DearDiary.jl: A lightweight but powerful machine learning experiment tracking tool for Julia

After months of planning, and some weeks of development, the package is finally here and ready for use! As a solution for tracking machine learning experiments in Julia, DearDiary.jl aims to be lightweight, easy to use, and flexible enough to adapt to different workflows.

Motivation

After the unpleasant experience trying to maintain an interface for the REST API from Python’s MLFlow (MLFlowClient.jl, MLJFlow.jl), after finding out that it is poorly documented, incomplete, and has some abandoned or partially implemented features (and they are still adding new ones…); an idea came to my mind: why not write the same API but well designed and documented but in Julia? This package is that idea.

Core concepts

Architecture-first

Unlike the common monolithic architecture found in many Julia packages, my goal was to implement something that can be easily maintained and extended over time, focusing on developer experience and code readability (inspired by Alan Edelman’s TED talk and MLJ.jl “micro-package” architecture).

DearDiary.jl consists of an N-layered architecture, which bring us the possibility of encapsulating different functionalities to allow better collaboration and separation of concerns.
Now it is composed of the following layers:

  • Repository layer: responsible for data storage and retrieval.
  • Service layer: handles package logic and data processing.
  • Route layer: manages RESTful API endpoints and HTTP requests.

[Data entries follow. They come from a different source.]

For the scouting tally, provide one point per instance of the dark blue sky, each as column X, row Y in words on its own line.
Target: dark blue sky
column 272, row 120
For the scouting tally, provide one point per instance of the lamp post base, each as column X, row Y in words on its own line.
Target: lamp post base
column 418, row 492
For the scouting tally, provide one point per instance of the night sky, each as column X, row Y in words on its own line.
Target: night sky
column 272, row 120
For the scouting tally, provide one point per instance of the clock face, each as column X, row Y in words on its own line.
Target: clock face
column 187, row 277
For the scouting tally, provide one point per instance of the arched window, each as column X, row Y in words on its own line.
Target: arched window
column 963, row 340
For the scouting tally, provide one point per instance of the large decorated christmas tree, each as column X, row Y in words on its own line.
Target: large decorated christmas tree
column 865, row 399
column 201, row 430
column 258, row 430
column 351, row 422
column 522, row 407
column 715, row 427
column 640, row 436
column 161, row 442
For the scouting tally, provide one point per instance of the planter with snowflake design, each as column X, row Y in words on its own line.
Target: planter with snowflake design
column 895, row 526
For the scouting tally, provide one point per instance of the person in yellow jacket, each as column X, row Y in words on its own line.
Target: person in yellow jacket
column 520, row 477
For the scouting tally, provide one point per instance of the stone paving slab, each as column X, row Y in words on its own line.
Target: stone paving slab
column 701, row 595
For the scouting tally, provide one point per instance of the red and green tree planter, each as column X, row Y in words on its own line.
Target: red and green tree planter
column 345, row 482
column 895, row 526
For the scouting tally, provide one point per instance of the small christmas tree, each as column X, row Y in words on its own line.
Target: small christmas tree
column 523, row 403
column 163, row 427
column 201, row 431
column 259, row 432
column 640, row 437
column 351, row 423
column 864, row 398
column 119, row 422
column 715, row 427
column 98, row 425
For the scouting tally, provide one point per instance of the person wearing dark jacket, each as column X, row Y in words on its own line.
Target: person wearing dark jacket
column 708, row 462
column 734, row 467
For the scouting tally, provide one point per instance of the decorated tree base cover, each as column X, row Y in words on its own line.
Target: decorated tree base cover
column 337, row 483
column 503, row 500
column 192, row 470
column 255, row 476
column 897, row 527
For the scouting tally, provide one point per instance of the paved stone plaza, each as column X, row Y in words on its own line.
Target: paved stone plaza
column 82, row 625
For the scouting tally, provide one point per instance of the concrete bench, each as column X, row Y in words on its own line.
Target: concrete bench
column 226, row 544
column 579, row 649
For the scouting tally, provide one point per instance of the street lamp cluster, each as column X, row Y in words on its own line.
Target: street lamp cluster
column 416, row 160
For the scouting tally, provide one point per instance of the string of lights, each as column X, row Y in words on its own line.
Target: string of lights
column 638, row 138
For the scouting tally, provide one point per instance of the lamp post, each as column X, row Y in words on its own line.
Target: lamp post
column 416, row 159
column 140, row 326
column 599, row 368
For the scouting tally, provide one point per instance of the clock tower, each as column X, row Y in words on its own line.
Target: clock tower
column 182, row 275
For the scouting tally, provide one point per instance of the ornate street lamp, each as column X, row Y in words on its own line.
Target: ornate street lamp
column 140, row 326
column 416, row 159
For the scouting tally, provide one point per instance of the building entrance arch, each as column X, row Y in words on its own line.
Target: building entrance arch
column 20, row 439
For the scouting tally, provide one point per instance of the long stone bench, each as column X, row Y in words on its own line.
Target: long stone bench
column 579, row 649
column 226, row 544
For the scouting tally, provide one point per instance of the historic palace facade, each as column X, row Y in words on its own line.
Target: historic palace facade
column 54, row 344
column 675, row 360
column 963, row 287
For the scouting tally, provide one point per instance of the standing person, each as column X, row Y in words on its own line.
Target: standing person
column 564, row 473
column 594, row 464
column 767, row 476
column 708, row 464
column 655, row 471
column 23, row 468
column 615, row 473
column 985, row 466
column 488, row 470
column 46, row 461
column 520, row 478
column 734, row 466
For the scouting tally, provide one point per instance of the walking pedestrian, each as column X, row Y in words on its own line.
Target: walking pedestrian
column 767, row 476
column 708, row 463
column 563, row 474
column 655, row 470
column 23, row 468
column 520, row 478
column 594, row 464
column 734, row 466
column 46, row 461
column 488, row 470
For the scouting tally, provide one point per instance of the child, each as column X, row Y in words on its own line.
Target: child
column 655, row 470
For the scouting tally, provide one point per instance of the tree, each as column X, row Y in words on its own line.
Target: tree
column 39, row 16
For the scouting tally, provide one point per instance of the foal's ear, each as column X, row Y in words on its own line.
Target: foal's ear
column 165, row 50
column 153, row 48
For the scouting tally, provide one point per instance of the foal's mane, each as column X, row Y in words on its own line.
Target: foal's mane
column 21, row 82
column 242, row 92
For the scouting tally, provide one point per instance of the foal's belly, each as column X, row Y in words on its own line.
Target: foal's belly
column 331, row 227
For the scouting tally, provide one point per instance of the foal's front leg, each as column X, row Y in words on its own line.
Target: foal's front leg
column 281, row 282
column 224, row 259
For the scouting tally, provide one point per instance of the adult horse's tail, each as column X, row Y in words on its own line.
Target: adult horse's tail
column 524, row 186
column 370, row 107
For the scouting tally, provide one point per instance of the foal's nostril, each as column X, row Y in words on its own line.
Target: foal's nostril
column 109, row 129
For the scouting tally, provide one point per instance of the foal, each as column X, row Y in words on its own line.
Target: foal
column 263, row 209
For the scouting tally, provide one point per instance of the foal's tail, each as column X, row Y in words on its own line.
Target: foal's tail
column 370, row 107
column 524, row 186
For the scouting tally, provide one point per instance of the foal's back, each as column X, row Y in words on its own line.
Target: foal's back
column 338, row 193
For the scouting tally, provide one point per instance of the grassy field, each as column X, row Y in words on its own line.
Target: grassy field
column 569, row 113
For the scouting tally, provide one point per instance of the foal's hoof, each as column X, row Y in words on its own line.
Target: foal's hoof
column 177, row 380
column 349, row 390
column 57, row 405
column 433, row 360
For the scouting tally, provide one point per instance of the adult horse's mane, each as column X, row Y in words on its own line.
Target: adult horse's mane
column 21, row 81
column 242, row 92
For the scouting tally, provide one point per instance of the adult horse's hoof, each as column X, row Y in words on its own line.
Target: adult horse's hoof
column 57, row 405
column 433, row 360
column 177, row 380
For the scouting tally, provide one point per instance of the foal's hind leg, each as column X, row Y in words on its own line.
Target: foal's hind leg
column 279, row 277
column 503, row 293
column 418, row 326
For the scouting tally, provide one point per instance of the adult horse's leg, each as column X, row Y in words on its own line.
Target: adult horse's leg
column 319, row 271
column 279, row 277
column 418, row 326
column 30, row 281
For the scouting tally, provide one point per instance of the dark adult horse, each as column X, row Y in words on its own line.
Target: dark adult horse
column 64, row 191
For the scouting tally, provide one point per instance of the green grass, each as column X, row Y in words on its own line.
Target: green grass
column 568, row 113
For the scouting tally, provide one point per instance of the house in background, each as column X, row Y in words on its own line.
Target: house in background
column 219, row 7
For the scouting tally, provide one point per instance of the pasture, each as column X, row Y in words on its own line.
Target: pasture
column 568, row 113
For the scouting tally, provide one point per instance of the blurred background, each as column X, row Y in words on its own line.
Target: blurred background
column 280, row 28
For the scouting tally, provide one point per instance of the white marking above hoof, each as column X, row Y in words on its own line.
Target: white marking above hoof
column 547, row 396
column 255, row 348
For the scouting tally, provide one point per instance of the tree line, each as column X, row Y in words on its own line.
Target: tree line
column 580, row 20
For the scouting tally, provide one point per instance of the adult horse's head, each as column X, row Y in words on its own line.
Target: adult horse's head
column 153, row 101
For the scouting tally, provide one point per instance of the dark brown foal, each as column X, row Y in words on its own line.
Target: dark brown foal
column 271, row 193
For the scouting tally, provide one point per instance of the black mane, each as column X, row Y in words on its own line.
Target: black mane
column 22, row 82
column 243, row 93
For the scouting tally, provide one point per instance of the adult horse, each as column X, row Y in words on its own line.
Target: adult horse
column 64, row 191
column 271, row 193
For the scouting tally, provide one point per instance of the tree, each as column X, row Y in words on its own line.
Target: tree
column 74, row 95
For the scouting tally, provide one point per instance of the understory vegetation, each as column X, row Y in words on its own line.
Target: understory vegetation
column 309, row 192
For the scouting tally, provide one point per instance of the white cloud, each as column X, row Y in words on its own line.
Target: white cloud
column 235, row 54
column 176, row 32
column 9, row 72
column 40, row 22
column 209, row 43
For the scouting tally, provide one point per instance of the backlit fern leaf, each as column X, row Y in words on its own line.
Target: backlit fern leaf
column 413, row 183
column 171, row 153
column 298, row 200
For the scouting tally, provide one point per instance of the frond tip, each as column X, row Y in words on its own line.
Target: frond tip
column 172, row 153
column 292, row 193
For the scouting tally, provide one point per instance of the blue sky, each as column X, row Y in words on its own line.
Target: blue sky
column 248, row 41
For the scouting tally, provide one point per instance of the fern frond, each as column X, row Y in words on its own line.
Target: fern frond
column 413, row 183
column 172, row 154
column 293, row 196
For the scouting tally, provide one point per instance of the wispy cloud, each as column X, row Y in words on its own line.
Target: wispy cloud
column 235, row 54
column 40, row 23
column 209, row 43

And having the idea of implementing a frontend layer in the future.

Simple types

One of the problems I found while working on the integration project was the overuse of complex types. Imagine a type that has a field that is another type with field that is another type that has a field with an integer. Well, that’s real and you can find it if you are curious enough.
DearDiary.jl tries to avoid that by keeping types simple and flat, totally immutable, and clear as possible. Never search for complexity when you don’t need it.

Flexible by design

DearDiary.jl is flexible enough to adapt to different workflows. You can use it as a standalone package, or integrate it with other tools in your ML pipeline, or call it from the “outside world” via its RESTful API.
In the case something is not implemented in the way you want it, you can always modify or extend it, thanks to its modularity.

Portability

DearDiary.jl is designed to be portable. You can run it locally, on a server, or in the cloud. Thanks to SQLite as the default storage backend, you can easily move your projects between different environments without worrying about compatibility issues.

Note: one of the main goals for next releases is to support more storage backends, coming from SQL and NoSQL databases, or cloud storage solutions.

Getting started

A Tutorial is available in the documentation. It covers installation, and a workflow example with MLJ.jl.

Contributing

Contributions are welcome! If you find a bug or have a feature request, please open an issue on the GitHub repository. Pull requests are also encouraged. Please make sure to follow the existing code style and include tests for any new features.

8 Likes

Hi Jose, this looks really interesting, thanks for working on it!

A Julia-native experiment tracking solution would be nice, however it’s also a big project. As you’ve already put quite a bit of work into MLFlowClient.jl and MLJFlow.jl, I’d be interested in hearing more about what your problems with that solution were. Could you expand a bit on what you said here:

after finding out that it is poorly documented, incomplete, and has some abandoned or partially implemented features (and they are still adding new ones…)

Which features are incomplete or abandoned, are these more niche or do you think MLFlow has problems at its core?

And having the idea of implementing a frontend layer in the future.

Is a frontend not so important for your own tracking workflows? It’s probably a lot of work to replicate what MLFlow has, user interfaces often take more time in my experience than core backend logic.

2 Likes

Hi @jules, thanks for your interest in the details behind the implementation.

Which features are incomplete or abandoned, are these more niche or do you think MLFlow has problems at its core?

Artifact tracking is something that is completely abandoned by the MLFlow team, and it’s a problem coming from its core design. There are no dedicated API endpoints for artifact uploading, and the existent routes related to that are buggy and hidden from the end-user. I consider that the main reason of this is a poor designed and a non-flexible solution to handle different backends correctly like they are promoting.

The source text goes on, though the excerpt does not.